The Best Server CPUs part 2: the Intel "Nehalem" Xeon X5570by Johan De Gelas on March 30, 2009 3:00 PM EST
- Posted in
- IT Computing
The buyer's market approach: our newest testing methods
Astute readers have probably understood what we'll change in this newest server CPU evaluation, but we will let one of the professionals among our readers provide his excellent feedback on the question of improving our evaluations at it.anandtech.com:
"Increase your time horizon. Knowing the performance of the latest and greatest may be important, but most shops are sitting on stuff that's 2-3 years old. An important data point is how the new compares to the old. (Or to answer management's question: what does the additional money get us vs. what we have now? Why should we spend money to upgrade?)"
To help answer this question, we will include a 3 year old system in this review: a dual Dempsey system, which was introduced in the spring of 2006. The Dempsey or Xeon 5080 server might even be "too young", but as it is based on the "Blackford" chipset, it allows us to use the same FB-DIMMs as can be found in new Harpertown (Xeon 54xx) systems. That is important as most of our tests require quite large amounts of memory.
A 3.73GHz Xeon 5080 Dempsey performed roughly equal to a 2.3GHz Xeon 51xx Woodcrest and 2.6GHz dual-core Opteron in SAP and TPC-C. That should give you a few points of comparison, even though none of them are very meaningful. After all, we are using this old reference system to find out if the newest CPU is 2, 5, or 10 times faster; a few percent or more does not matter in that case.
In our Shanghai review, we radically changed our benchmark methodology. Instead of throwing every software box we happen to have on the shelf and know very well at our servers, we decided that the "buyers" should dictate our benchmark mix. Basically, every software type that is really important should have at least one and preferably two representatives in the benchmark suite. In the table below, you will find an overview of the software types servers are bought for and the benchmarks you can find in this review. If you want more detail about each of these software packages, please refer to this page.
|Server Software Market||Importance||Benchmarks used|
|ERP, OLTP||10-14%||SAP SD 2-tier (Industry Standard benchmark)
Oracle Charbench (Free available benchmark)
Dell DVD Store (Open Source benchmark tool)
|Reporting, OLAP||10-17%||MS SQL Server (Real world + vApus)|
|Collaborative||14-18%||MS Exchange LoadGen (MS own load generator for MS Exchange)|
|Software Dev.||7%||Not yet|
|e-mail, DC, file/print||32-37%||MS Exchange LoadGen|
|Web||10-14%||MCS eFMS (Real World + vApus)|
|HPC||4-6%||LS-DYNA, LINPACK (Industry Standard)|
|Other||2%?||3DSMax (Our own bench)|
|Virtualization||33-50%||VMmark (Industry standard)

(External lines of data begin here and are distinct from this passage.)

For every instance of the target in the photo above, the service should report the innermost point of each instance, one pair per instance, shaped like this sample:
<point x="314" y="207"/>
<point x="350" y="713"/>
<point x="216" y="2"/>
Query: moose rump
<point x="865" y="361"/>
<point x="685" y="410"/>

vApus test (in a later review)
The combination of an older reference system and real world benchmarks that closely match the software that servers are bought for should offer you a new and better way of comparing server CPUs. We complement our own benchmarks with the more reliable industry standard benchmarks (SAP, VMmark) to reach this goal.
A look inside the lab
We had two weeks to test Nehalem, and tests like the exchange tests and the OLTP tests take more than half a day to set up and perform - not to mention that it sometimes takes months to master them. Understanding how to properly configure a mail server like Exchange is completely different from configuring a database server. It is clear that our testing is now clearly beyond what one person needs to know to perform all these tests. I would like to thank my colleagues at the Sizing Servers Lab for helping to perform all this complicated testing: Tijl Deneut, Liz Van Dijk, Thomas Hofkens, Joeri Solie, and Hannes Fostie. The Sizing Servers Lab is part of Howest, which is part of the Ghent University in Belgium. The most popular parts of our research are published here at it.anandtech.com.
Liz proudly showing that she was first to get the MS SQL Server testing done. Notice the missing parts: the Shanghai at 2.9GHz (still in the air) and the Linux Oracle OLTP test that we are still trying to get right.

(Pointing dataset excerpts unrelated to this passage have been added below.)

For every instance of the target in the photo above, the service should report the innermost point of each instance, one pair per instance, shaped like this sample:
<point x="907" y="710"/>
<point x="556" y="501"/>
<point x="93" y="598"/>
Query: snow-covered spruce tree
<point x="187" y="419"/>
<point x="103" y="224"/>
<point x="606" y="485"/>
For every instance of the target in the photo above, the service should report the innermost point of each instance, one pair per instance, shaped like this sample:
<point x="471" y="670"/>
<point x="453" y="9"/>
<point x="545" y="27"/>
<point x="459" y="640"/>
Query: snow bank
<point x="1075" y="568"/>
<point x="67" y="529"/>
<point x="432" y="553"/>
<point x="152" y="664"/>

The SQL Server and website testing was performed with vApus, or "Virtual Application Unique Stress testing" tool. This tool took our team led by Dieter Vandroemme two years of research and programming, but it was well worth it. It allows us to stress test real world databases, websites, and other applications with the real logs that applications produce. vApus simulates the behavior not just by replaying the logs, but by intelligently choosing the actions that real users would perform using the different statistical distributions.
You can see vApus in action in the picture above. Note that the errors are time-outs. For each selection of concurrent users we see the number of responses and the average response time. It is possible to dig deeper to examine the response time of each individual action. An action is one or more queries (Databases) or a number of URLs that for example are necessary to open one webpage.
The reason why we feel that it is important to use real world applications of lesser-known companies is that these kind of benchmarks are impossible to optimize for. Manufacturers sometimes include special optimizations in their JVM, compilers, and other developer tools with the sole purpose of gaining a few points in well-known benchmarks. These benchmarks allows us to perform a real world sanity check.